A no-fuss eval tool for zapping through RAG and LLM evaluations!
It is a loose version of correctness evaluation in RAGAS framework.
Written for the busy folks like myself who are just too swamped to deal with the setup of professional eval tools.
As a result eval_to_go
is by no means a comprehensive, complete evaluation tool.
Instead, it's a simple way to get evaluations done in just a few lines of code, like when you need an eval in a PoC that was due yesterday.
In other words, you may well encounter cases that are not covered. However, it provides a foundation for evals based on another LLM acting as a judge, by modifying the prompt template or LLM output format, among other things.
For serious projects, consider using more appropriate tools such as the RAGAS framework or enterprise implementations like H2O.ai's Eval Studio.
Get up and running with Eval To Go
:
pip install eval_to_go
Eval To Go
supports both command-line and script-based interactions. Below are examples to kickstart your evaluation process:
Your input dataset must be structured in a CSV format with specific columns:
- question: The question intended to be answered by your RAG or LLM.
- ground_truth: The main essence of the expected response, which could be a single word or a short phrase.
- answer: The actual response provided by your RAG or LLM to the question.

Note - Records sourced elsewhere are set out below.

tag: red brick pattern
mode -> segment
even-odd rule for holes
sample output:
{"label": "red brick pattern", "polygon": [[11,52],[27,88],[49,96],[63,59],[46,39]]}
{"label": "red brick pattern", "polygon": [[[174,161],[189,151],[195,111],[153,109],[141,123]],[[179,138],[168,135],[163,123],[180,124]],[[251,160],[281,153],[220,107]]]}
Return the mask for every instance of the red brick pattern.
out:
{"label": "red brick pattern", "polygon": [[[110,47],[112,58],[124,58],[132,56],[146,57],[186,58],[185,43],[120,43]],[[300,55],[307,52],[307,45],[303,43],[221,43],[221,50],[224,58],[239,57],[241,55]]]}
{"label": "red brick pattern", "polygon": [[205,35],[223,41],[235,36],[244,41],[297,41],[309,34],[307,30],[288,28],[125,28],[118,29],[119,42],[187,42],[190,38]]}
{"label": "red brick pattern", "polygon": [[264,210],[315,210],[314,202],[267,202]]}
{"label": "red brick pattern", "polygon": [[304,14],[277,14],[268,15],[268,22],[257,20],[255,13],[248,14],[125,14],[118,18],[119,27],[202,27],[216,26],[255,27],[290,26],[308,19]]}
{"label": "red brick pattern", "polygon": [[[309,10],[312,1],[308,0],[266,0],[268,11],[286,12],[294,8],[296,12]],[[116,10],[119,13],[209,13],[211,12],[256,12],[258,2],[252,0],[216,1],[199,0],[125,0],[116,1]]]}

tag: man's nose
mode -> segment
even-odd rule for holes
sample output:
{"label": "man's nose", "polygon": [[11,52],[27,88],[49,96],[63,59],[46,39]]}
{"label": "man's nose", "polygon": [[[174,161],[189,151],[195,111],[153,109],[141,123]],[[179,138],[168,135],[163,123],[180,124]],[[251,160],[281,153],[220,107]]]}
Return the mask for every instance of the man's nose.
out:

Below is an example of how your input CSV file should be structured:
question | ground_truth | answer |
---|---|---|
What was the actual value of the customer satisfaction in 2022? | 0.75 | The actual value of the customer satisfaction metric in 2022 was 0.83. |
What was the target value for the customer satisfaction metric in 2022? | 0.7 | The target value for the customer satisfaction metric in 2022 was 0.70. |
What is Firm GmbH's number of customer accounts as of 31 December 2022? | 97945 | As of 31 December 2022, Firm GmbH had a total of 97,945 customer accounts. |
What are Firm GmbH's values? | Integrity, Transparency, Customer-Centricity, Sustainability, Social Responsibility | Firm GmbH values Customer-Centricity, Integrity, Transparency, Sustainability, and Social Responsibility. |
python -m eval_to_go.main openai --model gpt-3.5-turbo-0125 ./examples/sample_data.csv output_data.csv --verbose
import os
import pandas as pd
from typing import Dict, Any
from eval_to_go.models import OpenAILLM
from eval_to_go.evaluation import score_correctness
# Load your data
df = pd.read_csv("./sample_data.csv")
# Define a callback to process results
def my_callback(result: Dict[str, Any]):
print(json.dumps(result, indent=4))
# Configure the LLM
openai_llm = OpenAILLM(
api_key=os.environ.get("OPENAI_API_KEY"),
model="gpt-3.5-turbo-0125",
)
# Perform evaluation
score_correctness(df, openai_llm, inplace=True, callback=my_callback)
# Review results
print(df)
Similar to the OpenAI example, you can use Eval To Go
for evaluation using h2oGPT models as the judges. See the examples
dir or run_example.sh
for the additional examples.
At completion of the evaluation, the input dataset will have two additional columns to provide insights into the evaluation results:
eval_result
: A Boolean value indicating whether the LLM's answer matches the ground truth (True) or not (False).eval_reason
: A brief rationale behind theeval_result
value.
Here's how the output would look like for the sample dataset provided:
question | ground_truth | answer | eval_result | eval_reason |
---|---|---|---|---|
What was the actual value of the customer satisfaction in 2022? | 0.75 | The actual value of the customer satisfaction metric in 2022 was 0.83. | False | The GPT model's response (0.83) does not match the Ground Truth (0.75). |
What was the target value for the customer satisfaction metric in 2022? | 0.7 | The target value for customer satisfaction metric in 2022 was 0.70. | True | Accurate and relevant. |
What is Firm GmbH's number of customer accounts as of 31 December 2022? | 97945 | 97,945 | True | Accurate and relevant. |
What are Firm GmbH's values? | • Integrity • Transparency • Customer-Centricity • Sustainability • Social Responsibility | Firm GmbH's values are Customer-Centricity, Integrity, Transparency, Sustainability, Social Responsibility | True | Accurate and relevant. |
Contributions to Eval To Go
are welcomed, whether it's through bug reports, code enhancements, documentation improvements, or feature requests.
Eval To Go
is made available under the MIT License. For more details, see the LICENSE file in the project repository.